The kid settled in his seat uncomfortably, and for a moment didn’t seem to know what to do with his hands. Once he stopped fidgeting, he said, “This is kind of, um, weird. I’m not sure where to start.”

“The beginning’s always good.”

He nodded convulsively. “Yeah.” He scratched his face, clearly considering his options, and just dived in. “So I’m from Milford, Delaware. When I was eight, my dad went missing. He went to work, and he was supposed to come home, but he never did. I remember it was fall, ’cause, like, I was worried about going back to school and junk, you know? I did okay in school, I was just picked on a lot. I was small for my age.”

Was that all? Roan was getting a gay vibe from him, and it had nothing to do with his black painted thumbnail or somewhat high pitched voice, although those helped. There was an undefinable something that just set off his gaydar.

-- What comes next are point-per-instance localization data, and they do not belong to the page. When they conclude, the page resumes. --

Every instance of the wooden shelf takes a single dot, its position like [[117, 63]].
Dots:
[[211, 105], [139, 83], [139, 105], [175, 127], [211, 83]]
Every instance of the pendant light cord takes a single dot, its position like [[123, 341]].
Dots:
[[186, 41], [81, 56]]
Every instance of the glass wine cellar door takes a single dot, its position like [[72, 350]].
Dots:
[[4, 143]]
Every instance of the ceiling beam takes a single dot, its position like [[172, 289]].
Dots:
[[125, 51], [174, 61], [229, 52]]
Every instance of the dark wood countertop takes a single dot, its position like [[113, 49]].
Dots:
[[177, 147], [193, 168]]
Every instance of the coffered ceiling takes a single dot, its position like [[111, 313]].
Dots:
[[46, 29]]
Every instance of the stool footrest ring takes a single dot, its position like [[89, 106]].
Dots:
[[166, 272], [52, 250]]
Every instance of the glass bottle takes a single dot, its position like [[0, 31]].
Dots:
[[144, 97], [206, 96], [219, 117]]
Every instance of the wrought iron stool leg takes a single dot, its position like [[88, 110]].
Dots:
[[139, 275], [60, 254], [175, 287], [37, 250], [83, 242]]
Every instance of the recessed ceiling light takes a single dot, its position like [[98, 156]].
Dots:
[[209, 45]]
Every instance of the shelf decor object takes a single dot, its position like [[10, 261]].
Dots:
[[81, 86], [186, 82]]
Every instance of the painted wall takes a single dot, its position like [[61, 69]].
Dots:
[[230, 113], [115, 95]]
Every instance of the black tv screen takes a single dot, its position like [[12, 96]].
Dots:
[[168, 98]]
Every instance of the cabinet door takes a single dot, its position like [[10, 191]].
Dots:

“So anyways, it was really hard. It was big news for a while, and when his car was eventually found in Wilmington, in a vacant lot with its door open and the battery dead, everybody feared the worst. The police never found much, though, and I think by Christmas of that year we figured he was probably dead. Mom didn’t make it official until the summer I turned fourteen though, she had him declared legally dead, then married my step-father Ken.” He rolled his eyes, easily implying that they didn’t get along. “He’s a nice enough guy, I guess, but he and I just couldn’t stand each other, and when I graduated high school, I applied to every college I could think of on the West Coast, to get as far away from him as possible, and I got accepted to the you-dub first.” U-W, otherwise known as the University of Washington. Roan wondered when he was going to get to the point of his visit. “Anyways, just a couple of weeks ago, I was getting photos for a photo essay, and I was on Flickr. You know what Flickr is?”

Was that a veiled old crack? “Photo sharing software and site.”

“Yeah, right. Anyways, there’s this one guy, Rearadmrl42, who takes great photos, and I was looking through some of his shots, and one caught my eye and I wasn’t sure why.” He moved his man purse to his lap and started scrabbling through it, finally pulling out a photo print. Although the photo had a nice composition, it seemed like an otherwise unremarkable street scene, of three men standing and smiling. Two had their shirts off and a third was wearing a too tight tank top in an oddly pastel orange color; all three men had their arms around each other’s shoulder. Roan recognized the building in the background, knew it was taken in Seattle, and the rainbow bedecked float slightly out of focus off to one side indicated it was taken at the pride parade.

Oliver put his finger on the very edge of the left side of the photo and tapped it. “See him?” He was indicating a man in the near background, almost completely out of the shot, but he was in focus, and his profile was visible as he was on his way out of frame. Roan nodded once, just to let him know he had. “This is my dad.”

Oh, okay. Now he knew why he was here.